Finché il gruppo era una entità privata, tutto era lecito. Ora che Facebook ambisce a diventare una grande realtà della Borsa, invece, la distribuzione del potere decisionale è una questione del tutto centrale che gli investitori vorranno approfondire. Mark Zuckerberg, 27 anni ed una carriera da imprenditore che non ha precedenti, possiede ad oggi il 28% della proprietà del gruppo, ma al tempo stesso ha in mano il 56.9% del potere decisionale. La cosa è possibile a seguito del maggiorato diritto di voto in mano agli investitori “classe B”: unitamente alle deleghe che parte dell’azionariato ha offerto al CEO, Mark Zuckerberg si trova con il controllo pressoché egemonico del gruppo.

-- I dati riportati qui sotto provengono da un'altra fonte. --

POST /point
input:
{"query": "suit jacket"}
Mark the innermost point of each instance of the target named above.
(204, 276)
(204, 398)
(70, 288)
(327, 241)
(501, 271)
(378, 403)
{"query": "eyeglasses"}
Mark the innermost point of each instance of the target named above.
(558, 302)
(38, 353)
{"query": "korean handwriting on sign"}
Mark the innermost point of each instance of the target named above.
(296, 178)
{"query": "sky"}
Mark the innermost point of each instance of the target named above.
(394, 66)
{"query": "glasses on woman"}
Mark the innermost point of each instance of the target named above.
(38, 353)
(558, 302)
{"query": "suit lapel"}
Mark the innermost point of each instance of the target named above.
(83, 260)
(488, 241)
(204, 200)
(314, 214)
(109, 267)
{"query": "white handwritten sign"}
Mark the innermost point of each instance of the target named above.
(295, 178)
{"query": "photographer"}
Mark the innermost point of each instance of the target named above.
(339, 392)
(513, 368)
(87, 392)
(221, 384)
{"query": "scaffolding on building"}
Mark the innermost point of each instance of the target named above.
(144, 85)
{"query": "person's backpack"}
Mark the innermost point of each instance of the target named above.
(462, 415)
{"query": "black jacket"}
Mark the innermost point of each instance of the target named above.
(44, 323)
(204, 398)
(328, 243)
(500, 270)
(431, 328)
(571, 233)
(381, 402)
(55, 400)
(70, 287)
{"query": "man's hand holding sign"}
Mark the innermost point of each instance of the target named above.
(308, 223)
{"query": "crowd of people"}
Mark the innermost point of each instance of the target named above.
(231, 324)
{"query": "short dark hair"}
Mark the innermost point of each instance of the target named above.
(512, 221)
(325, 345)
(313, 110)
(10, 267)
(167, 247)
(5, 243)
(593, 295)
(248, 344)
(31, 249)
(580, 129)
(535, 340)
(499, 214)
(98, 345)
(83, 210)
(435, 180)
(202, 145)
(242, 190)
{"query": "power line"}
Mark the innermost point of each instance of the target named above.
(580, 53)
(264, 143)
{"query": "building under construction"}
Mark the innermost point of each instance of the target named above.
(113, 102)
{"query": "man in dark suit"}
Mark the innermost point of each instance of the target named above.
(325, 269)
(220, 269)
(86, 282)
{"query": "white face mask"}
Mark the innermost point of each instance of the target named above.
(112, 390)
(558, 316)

100 miliardi di dollari e 845 milioni di utenti, insomma, nelle mani di un ragazzo di 27 anni che si ispira alla filosofia hacker e che in passato ha già sbagliato più volte direzione sbattendo dapprima contro la bocciatura di Beacon e quindi frenato dalle autorità per la tutela della privacy. Tra le mani di Zuckerberg, peraltro, anche il diritto di nominare un successore nella malaugurata situazione in cui dovesse fare i conti con problemi di salute durante la sua reggenza. Un fattore di rischio ulteriore, insomma, che la finanza non può che guardare con viva preoccupazione.
Charles Elson, esperto in materia intervistato da Bloomberg, ha espresso vivo risentimento per tale situazione, spiegando che per gli investitori è questo un serio ed immediato problema. Zuckerberg, tuttavia, ha la possibilità di rettificare in parte la propria posizione vendendo parte delle proprie quote entro la quotazione in Borsa del gruppo: la cosa figura tra i suoi diritti e Wall Street potrebbe apprezzare. Perché un collocamento da 5 miliardi di dollari è forse “piccolo” in relazione a una community da 845 milioni di utenti, ma è invece abnorme per una azienda che si regge sui piedi fragili di una sola persona.